Stonyfield responds to yesterday’s post

My post yesterday about the increase in sugars in certain Stonyfield yogurts elicited this e-mail from Stonyfield’s Vice President for Communications and Social Media. I’m posting it here with her permission:

Hi Marion,

Alice Markowitz here…I read your blog post today–and wanted to give you an update on our yogurt and company.

Happy to say, that as Chairman of the Stonyfield Board, Gary [Hirshberg] is still wholeheartedly and irrepressibly involved with the company and our direction. Likewise, Stonyfield is actively engaged in the labeling issue, as we continually try to communicate the importance of knowing where your food comes from and how it’s produced.
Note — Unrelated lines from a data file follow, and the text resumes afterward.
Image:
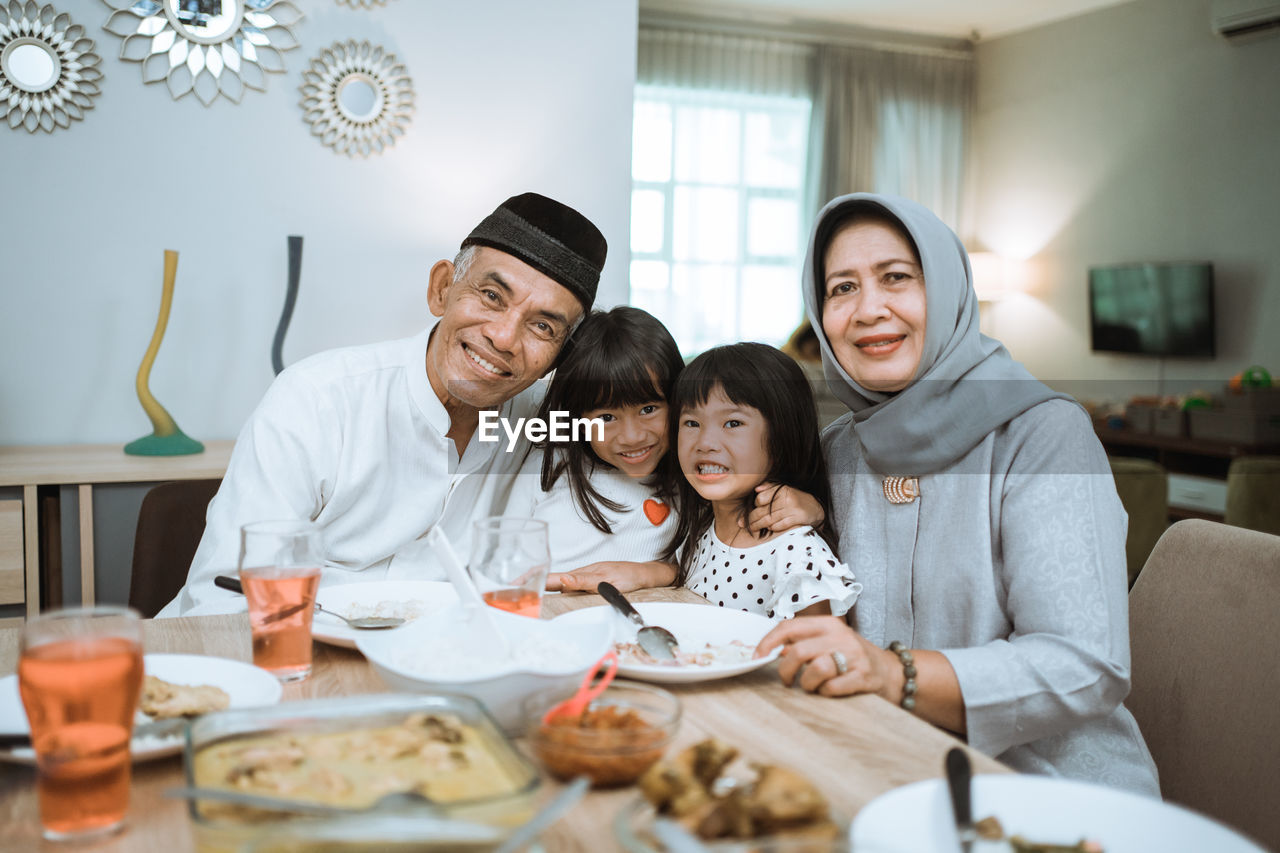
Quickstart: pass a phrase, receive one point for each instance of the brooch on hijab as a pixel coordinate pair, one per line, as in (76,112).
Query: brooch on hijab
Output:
(901,489)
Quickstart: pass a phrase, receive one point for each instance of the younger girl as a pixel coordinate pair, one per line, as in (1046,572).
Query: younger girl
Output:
(608,501)
(745,415)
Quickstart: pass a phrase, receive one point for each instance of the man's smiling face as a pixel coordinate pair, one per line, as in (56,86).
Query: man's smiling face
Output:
(502,324)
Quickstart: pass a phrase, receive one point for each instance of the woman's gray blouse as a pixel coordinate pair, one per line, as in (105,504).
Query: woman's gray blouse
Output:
(1011,562)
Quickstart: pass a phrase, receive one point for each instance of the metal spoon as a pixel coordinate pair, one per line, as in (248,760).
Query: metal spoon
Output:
(392,802)
(658,642)
(365,623)
(362,623)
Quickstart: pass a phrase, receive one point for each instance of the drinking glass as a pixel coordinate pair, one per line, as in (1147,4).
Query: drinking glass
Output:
(80,674)
(510,559)
(279,569)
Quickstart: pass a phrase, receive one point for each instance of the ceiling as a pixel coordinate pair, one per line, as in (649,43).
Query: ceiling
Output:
(949,18)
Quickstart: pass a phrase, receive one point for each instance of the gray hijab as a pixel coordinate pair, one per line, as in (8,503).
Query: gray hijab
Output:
(965,386)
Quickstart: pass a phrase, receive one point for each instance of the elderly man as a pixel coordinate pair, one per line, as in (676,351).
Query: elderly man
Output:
(376,443)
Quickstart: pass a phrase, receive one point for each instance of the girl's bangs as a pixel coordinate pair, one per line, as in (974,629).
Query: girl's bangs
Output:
(618,379)
(718,369)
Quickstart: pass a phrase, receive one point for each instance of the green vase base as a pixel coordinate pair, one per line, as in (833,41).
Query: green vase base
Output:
(176,445)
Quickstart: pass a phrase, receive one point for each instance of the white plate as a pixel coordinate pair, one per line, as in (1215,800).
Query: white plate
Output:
(694,626)
(917,819)
(248,687)
(434,594)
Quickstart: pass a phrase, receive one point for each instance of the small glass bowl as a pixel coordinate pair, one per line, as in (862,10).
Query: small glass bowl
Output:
(608,756)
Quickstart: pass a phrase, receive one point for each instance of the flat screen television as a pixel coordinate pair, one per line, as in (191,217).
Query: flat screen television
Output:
(1152,309)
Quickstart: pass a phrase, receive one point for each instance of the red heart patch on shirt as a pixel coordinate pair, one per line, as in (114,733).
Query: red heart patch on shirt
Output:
(656,511)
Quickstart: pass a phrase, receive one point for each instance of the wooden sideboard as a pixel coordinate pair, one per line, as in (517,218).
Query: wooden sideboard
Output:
(83,466)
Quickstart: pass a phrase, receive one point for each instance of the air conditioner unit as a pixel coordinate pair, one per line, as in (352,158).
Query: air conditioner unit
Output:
(1240,18)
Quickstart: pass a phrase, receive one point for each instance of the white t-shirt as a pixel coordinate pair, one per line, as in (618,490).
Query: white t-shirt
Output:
(355,439)
(640,532)
(776,578)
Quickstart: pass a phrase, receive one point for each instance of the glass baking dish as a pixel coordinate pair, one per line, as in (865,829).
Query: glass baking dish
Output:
(218,830)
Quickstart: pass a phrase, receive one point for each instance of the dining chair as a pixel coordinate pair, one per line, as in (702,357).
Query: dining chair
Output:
(1253,493)
(1143,488)
(170,523)
(1206,682)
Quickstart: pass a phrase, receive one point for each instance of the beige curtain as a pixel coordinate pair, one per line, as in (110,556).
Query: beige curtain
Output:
(714,62)
(891,122)
(883,118)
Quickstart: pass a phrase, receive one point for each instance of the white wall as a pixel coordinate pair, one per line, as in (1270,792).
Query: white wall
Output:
(511,96)
(1132,133)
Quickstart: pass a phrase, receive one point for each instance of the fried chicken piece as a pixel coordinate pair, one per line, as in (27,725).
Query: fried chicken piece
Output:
(782,798)
(681,785)
(161,699)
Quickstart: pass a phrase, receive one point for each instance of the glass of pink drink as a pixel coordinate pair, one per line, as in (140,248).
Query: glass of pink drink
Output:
(80,674)
(279,569)
(508,564)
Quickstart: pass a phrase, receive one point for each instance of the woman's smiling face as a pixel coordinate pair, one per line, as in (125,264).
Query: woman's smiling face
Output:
(722,447)
(873,306)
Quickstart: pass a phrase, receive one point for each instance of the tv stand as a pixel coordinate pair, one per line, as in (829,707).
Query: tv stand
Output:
(1179,455)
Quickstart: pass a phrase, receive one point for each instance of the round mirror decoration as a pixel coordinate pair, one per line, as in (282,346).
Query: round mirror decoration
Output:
(356,97)
(211,48)
(49,72)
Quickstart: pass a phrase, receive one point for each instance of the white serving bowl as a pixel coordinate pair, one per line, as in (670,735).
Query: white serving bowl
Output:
(423,657)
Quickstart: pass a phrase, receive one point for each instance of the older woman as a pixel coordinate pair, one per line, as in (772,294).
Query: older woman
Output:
(977,507)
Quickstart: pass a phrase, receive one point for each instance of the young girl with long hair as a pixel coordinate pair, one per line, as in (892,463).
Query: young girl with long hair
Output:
(609,501)
(609,495)
(744,415)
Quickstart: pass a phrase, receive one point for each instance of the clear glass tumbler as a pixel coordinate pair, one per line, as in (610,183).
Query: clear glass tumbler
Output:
(510,559)
(279,569)
(80,674)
I also wanted to clarify that we’ve shared the parent company Groupe Danone with Dannon since 2003, and we’ve always operated our company independently. That includes making our own decisions about the recipes we use for our yogurts.

In 2011, we replaced some of the sugar in our Smooth and Creamy style nonfat yogurts with organic stevia. Our fans didn’t like the switch, so we went back to using just organic sugar with our new Blends. So, while there’s more sugar in those yogurts now than when we used stevia, the amount is about the same as our pre-stevia recipe. In fact, the slight increase is due primarily to an increase in milk in the product, resulting in more protein, more milk sugar.   As with many of our products, Blends has a mix of naturally-occurring sugars from milk and fruit and some added sugars.

We are concerned about the amount of sugar in our yogurts. In fact, almost half of the sugar listed in the nutritional info is what’s found naturally in the milk and fruit – which is why you see different sugar amounts in different flavors. The sugar we do add is organic sugar used to create the flavors that our yogurt lovers prefer the most.

Ultimately though we offer the choice to the consumer, and offer 98 different organic products. If yogurt eaters prefer to restrict their sugar intake, we offer plain versions of our nonfat, lowfat, whole milk and Greek yogurt without any added sugar. Turns out we’re also the only company that offers a plain yogurt for babies (with naturally-occurring milk sugars only) so parents have a choice if they prefer no sugar.

Probably more info than you ever wanted but hope this clarifies things a bit.